How term life insurance works: The basics. A term life insurance policy is the simplest, purest form of life insurance : You pay a premium for a period of time – typically between 10 and 30 years – and if you die during that time a cash benefit is paid to your family (or anyone else you name as your beneficiary).

What is a one year term dividend option? ›

Purchase of term insurance: Some insurers that offer what sometimes called a fifth dividend option use a portion of the dividend to buy 1-year term insurance equal to the policy's then cash value, with the remainder used to buy paid-up additions or to accumulate at interest.

What is the difference between a dividend and a cash dividend? ›

A cash dividend is a payment made by a company to its shareholders in the form of cash, usually from the company's profits. On the other hand, a stock dividend involves distributing additional shares of the company's stock to existing shareholders instead of cash.
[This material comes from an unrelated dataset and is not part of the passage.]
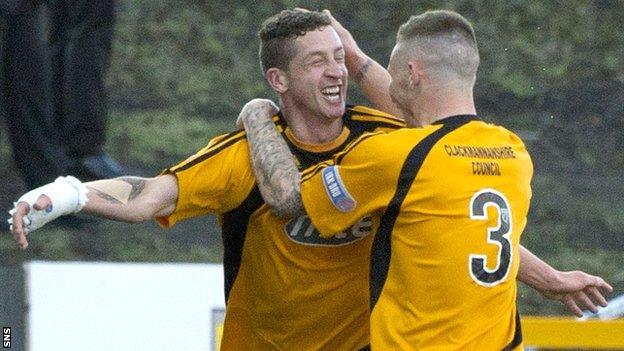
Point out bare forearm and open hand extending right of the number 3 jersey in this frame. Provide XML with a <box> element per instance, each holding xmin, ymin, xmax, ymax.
<box><xmin>518</xmin><ymin>246</ymin><xmax>613</xmax><ymax>317</ymax></box>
How often are life insurance dividends paid? ›

Investment results.

Dividends are declared and paid annually. However, because a company cannot guarantee that divisible surplus will be achieved each year, the payment of dividends cannot be guaranteed. It depends on the company's performance in these three areas.

What does it mean to withdraw dividend from life insurance policy? ›

Dividends paid are added to the basis when used to purchase additional insurance. Typically with a permanent life insurance policy you can withdraw the amount of basis you have paid into the policy tax free (although doing so will reduce your cash value and death benefit).

Who do stock life insurance companies pay a dividend to? ›

A life insurance dividend is a payment that insurance companies make to policyholders when they have extra funds from their business year. Essentially, policyholders receive a portion of the insurer's profits. American Council of Life Insurers. ACLI 2022 Life Insurers Fact Book.

Which dividend option generates taxable income? ›

How dividends are taxed depends on your income, filing status and whether the dividend is qualified or nonqualified. Qualified dividends are taxed at 0%, 15% or 20% depending on taxable income and filing status. Nonqualified dividends are taxed as income at rates up to 37%.

How are stock options taxed at death? ›

Tax Liability

With stock options, taxes are owed when the options are exercised. ISOs: If you've inherited ISOs, they will be taxed when you choose to exercise them, but at the alternative minimum tax (AMT) rate. When you sell them, you'll be taxed again, but at your regular income tax rate.

Which is not a dividend option for life insurance policy? ›

Final answer: Receiving the entire policy cash value is not a dividend option for a life insurance policy. Dividend options typically include taking the dividends in cash, allowing them accumulate with interest, or using them to offset premiums.

What are valid policy dividend options for a life insurance policy owner? ›

Paid-Up Additions, Cash Surrender Value, and Premium Reduction are valid policy dividend options.